\d less efficient than [0-9] (opens in new tab)

(stackoverflow.com)

252 pointsmserdarsanli13y ago75 comments

75 comments

45 comments · 15 top-level

Aurel1us13y ago· 9 in thread

Short answer: \d includes all the Unicode characters from http://www.fileformat.info/info/unicode/category/Nd/list.htm

ars13y ago

Is that actually a good thing? If I'm using \d to validate numbers (for example to check before string to int conversion, or IP address, phone number, or any other use), other unicode digits are not helpful to me.

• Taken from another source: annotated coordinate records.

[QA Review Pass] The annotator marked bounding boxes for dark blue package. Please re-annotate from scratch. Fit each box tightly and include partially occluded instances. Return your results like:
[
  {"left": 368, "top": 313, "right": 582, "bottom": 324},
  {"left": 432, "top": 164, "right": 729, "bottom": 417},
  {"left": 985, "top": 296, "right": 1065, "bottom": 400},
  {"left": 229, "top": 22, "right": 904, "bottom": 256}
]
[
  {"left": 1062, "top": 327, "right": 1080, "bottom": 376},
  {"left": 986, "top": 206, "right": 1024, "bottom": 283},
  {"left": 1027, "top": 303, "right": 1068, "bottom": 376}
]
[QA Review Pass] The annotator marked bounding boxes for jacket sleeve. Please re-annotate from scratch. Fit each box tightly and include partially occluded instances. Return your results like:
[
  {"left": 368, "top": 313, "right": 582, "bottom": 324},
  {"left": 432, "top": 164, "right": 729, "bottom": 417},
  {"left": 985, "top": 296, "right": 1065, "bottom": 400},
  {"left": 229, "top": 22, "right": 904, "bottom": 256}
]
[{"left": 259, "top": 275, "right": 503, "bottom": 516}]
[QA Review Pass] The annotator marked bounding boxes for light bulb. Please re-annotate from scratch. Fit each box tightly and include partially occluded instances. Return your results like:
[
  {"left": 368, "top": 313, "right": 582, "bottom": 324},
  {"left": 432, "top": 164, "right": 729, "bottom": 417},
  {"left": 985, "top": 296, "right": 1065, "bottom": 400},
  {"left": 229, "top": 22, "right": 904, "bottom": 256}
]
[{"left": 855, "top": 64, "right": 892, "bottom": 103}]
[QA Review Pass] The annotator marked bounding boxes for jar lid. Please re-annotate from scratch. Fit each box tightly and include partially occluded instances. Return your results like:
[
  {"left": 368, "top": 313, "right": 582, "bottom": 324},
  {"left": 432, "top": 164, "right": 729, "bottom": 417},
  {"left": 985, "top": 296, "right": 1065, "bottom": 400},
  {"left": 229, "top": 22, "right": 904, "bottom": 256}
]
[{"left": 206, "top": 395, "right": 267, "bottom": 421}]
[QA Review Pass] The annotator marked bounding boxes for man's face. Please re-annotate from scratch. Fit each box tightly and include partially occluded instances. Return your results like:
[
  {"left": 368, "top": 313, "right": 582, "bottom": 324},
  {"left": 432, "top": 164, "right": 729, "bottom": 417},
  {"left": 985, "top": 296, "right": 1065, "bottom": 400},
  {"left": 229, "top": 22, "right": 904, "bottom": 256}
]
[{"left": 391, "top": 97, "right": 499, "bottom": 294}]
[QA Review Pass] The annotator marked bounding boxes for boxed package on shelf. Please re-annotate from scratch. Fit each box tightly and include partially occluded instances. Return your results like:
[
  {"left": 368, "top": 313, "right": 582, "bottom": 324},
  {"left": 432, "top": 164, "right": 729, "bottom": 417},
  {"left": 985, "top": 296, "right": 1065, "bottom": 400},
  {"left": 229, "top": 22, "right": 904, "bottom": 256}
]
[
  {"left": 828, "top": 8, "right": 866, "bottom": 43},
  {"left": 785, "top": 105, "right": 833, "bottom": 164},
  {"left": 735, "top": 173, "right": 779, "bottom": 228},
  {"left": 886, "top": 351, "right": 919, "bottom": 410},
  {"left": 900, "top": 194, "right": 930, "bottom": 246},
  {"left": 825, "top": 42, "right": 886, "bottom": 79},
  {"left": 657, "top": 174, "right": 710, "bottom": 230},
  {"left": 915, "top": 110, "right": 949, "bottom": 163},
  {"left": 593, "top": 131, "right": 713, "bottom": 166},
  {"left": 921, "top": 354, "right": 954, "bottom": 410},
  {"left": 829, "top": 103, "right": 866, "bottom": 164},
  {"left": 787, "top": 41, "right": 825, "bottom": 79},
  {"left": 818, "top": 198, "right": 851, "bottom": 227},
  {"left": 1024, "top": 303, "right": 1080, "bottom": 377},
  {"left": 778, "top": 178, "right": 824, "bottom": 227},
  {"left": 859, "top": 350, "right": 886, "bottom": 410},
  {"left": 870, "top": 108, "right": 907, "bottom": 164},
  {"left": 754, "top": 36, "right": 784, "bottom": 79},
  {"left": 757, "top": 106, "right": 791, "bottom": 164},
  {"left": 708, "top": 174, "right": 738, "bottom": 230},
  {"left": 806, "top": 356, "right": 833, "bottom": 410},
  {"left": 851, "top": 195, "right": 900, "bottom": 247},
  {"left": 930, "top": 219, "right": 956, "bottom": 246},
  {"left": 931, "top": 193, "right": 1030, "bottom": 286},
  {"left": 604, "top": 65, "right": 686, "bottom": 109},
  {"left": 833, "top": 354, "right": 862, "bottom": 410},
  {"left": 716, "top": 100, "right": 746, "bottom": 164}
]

It's great to support unicode, but I don't think the \d should have been extended this way. Add a \ud or something.

Tuna-Fish13y ago

Given that the category is specifically "decimal digit", I think it's good, so long as the number parsing code accepts them all too.

1 more reply

rmc13y ago

Yes it's a good thing. There are other places in the world that don't just use ascii. If you want European style numbers just use [0-9]

bellbind13y ago

If you use a preg engine you can add the /a modifier which excludes unicode chars from matches.

chebucto13y ago

Maybe specify the subset of unicode you're expecting in the headers, and have the compiler do the nitty gritty?

wging13y ago

...at least in C# regexes.

ars13y ago

Anyone know if this happens in other languages?

8 more replies

hkmurakami13y ago

oh wow I had no idea that "full width digits" can actually be handled properly. (U+FF10 ~ U+FF19)

coldtea13y ago

Or improperly. If you expect \d to be a shorthand for 0-9, your string can also contain junk.

rwmj13y ago· 7 in thread

I was a bit surprised that Perl does not seem to be matching Unicode digits. Anyone know why?

    $ echo '0' | perl -pe 'print "yes: " if m/\d/'
    yes: 0
    $ echo '੧' | perl -pe 'print "yes: " if m/\d/'
    ੧

xonea13y ago

You have to tell perl to expect utf8 from stdin (switch -C).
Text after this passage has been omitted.